Time for action—calculating scores with JavaScript

The International Musical Contest mentioned in Chapter 4 has already taken place. Each duet performed twice. The first time technical skills were evaluated, while in the second, the focus was on artistic performance.

Each performance was assessed by a panel of five judges who awarded a mark out of a possible 10.

The following is the detailed list of scores:

Time for action—calculating scores with JavaScript

Note that the fields don't fit in the screen, so the lines are wrapped and dotted lines are added for you to distinguish each line.

Now you have to calculate, for each evaluated skill, the overall score as well as an average score.

  1. Download the sample file from the Packt website.
  2. Create a transformation and drag a Fixed file input step to the canvas to read the file.
  3. Fill the configuration window as follows:
    Time for action—calculating scores with JavaScript
  4. Press the Get Fields button. A window appears to help you define the columns.
  5. Click between the fields to add markers that define the limits. The window will look like this:
    Time for action—calculating scores with JavaScript
  6. Click on Next >. A new window appears for you to configure the fields.
  7. Click on the first field at the left of the window and change the name to Performance. Verify that the type is set to String.
  8. To the right, you will see a preview of the data for the field.
    Time for action—calculating scores with JavaScript
  9. Select each field to the left of the window, change the names, and adjust the types. Set ID, Country, Duet, and Skill fields as String, and fields from Judge 1 to Judge 5 as Integer.
  10. Go back and forth between these two windows as many times as you need until you are done with the definitions of the fields.
  11. Click on Finish.
  12. The grid at the bottom is now filled.
  13. Set the column Trim type to both for every field.
  14. The window should look like the following:
    Time for action—calculating scores with JavaScript
  15. Click on Preview the transformation. You should see this:
    Time for action—calculating scores with JavaScript
  16. From the Scripting category of steps, select a Modified JavaScript Value step and drag it to the canvas.
  17. Link the step to the Fixed file input step, and double-click it to configure it.
  18. Most of the configuration window is blank, which is the editing area. Type the following text in it:
    var totalScore;
    var wAverage;
    totalScore = Judge1 + Judge2 + Judge3 + Judge4 + Judge5;
    wAverage = 0.35 * Judge1 + 0.35 * Judge2
    + 0.10 * Judge3 + 0.10 * Judge4 + 0.10 * Judge5;
    
  19. Click on the Get variables button.
  20. The grid under the editing area gets filled with the two variables defined in the code. The window looks like this:
    Time for action—calculating scores with JavaScript
  21. Click on OK.
  22. Keep the JavaScript step selected and do a preview.
  23. This is how the final data looks like:
    Time for action—calculating scores with JavaScript

What just happened?

You read the detailed list of scores and added two fields with the overall score and an average score for each evaluated skill.

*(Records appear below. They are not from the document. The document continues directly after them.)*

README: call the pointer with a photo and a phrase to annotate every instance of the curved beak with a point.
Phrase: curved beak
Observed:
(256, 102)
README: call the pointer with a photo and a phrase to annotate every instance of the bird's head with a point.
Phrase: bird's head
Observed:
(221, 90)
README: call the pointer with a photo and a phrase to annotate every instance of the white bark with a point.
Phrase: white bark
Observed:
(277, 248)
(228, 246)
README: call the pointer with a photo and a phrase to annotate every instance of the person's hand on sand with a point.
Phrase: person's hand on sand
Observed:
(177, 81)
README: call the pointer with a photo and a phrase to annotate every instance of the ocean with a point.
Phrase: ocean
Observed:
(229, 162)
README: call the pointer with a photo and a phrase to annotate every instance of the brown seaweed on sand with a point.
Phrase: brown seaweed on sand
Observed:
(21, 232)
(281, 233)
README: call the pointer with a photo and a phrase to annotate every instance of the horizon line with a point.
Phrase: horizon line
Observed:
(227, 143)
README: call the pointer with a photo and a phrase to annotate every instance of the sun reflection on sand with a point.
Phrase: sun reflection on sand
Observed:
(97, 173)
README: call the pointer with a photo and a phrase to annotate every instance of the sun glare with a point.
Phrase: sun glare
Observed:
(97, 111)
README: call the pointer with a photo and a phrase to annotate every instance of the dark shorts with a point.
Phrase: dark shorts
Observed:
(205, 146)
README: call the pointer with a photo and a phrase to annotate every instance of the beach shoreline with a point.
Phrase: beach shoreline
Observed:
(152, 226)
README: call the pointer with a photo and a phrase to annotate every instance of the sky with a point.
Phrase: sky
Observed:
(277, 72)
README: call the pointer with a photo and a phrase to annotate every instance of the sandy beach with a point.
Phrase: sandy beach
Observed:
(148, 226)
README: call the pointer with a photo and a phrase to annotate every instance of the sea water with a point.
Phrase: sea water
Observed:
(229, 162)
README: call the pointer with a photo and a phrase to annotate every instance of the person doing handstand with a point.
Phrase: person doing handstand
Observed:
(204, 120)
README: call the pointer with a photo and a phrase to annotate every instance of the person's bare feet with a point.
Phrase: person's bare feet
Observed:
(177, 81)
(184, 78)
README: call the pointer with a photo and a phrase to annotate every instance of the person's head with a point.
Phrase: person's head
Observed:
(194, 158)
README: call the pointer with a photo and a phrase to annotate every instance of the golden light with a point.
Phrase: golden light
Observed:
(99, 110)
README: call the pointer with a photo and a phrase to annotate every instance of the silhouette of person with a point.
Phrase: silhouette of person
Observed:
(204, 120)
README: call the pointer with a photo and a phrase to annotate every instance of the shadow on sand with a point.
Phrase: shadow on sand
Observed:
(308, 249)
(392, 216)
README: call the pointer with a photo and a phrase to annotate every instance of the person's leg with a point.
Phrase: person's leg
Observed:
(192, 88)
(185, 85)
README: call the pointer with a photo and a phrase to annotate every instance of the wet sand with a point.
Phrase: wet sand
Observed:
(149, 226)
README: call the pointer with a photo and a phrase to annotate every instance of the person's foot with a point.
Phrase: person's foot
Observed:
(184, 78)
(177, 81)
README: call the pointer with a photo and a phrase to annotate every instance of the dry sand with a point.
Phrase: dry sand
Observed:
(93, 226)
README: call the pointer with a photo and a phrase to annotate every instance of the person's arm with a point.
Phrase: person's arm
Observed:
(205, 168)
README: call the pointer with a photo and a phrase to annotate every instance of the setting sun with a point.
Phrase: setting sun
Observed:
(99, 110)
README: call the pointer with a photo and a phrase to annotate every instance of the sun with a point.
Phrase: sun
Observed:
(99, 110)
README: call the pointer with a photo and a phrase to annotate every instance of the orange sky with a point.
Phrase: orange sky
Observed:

In order to read the file, you used a step you hadn't used before—the Fixed file input step. You configured the step with the help of a wizard. You could have also filled the field grid manually if you wanted to.

After reading the file, you used a JavaScript step to create new fields. The code you typed was pure JavaScript code. In this case, you typed a simple code to calculate the total score and a weighted average combining the fields from Judge 1 to Judge 5.

Note that the average was defined by giving more weight, that is, more importance, to the scores coming from Judge 1 and Judge 2.

For example, consider the first line of the file. This is how the new fields were calculated:

totalScore = Judge1 + Judge2 + Judge3 + Judge4 + Judge5 = 8+8+9+8+9
= 42
wAverage = 0.35*Judge1 + 0.35*Judge2+ 0.10*Judge3 + 0.10*Judge4 + 0.10*Judge5 = 0.35*8 + 0.35*8+ 0.10*8 + 0.10*8 + 0.10*8 = 8.2

In order to add these new fields to your dataset, you brought them to the grid at the bottom of the window.

Note that this is not the only way to do calculations in PDI. All you did with the JavaScript step can also be done with other steps.

Using the JavaScript language in PDI

JavaScript is a scripting language primarily used in website development. However, inside PDI you use just the core language; you neither run a web browser nor do you care about HTML. There are many available JavaScript engines. PDI uses the Rhino engine, from Mozilla. Rhino is an open source implementation of the core JavaScript language; it doesn't contain objects or methods related to manipulation of web pages. If you are interested in knowing more about Rhino, you can visit https://developer.mozilla.org/en/Rhino_Overview.

The core language is not too different from other languages you might know. It has basic statements, block statements (statements enclosed by curly brackets), conditional statements (if..else and switch case), and loop statements ( for, do..while, and while). If you are interested in the language itself, you can access a good JavaScript guide following this link: https://developer.mozilla.org/En/Core_JavaScript_1.5_Guide.

Besides the basics, an interesting feature included in the PDI implementation is E4X, a programming language extension that allows you to manipulate XML objects inside JavaScript. You can find an E4X tutorial as well as a reference manual at https://developer.mozilla.org/En/E4X/Processing_XML_with_E4X.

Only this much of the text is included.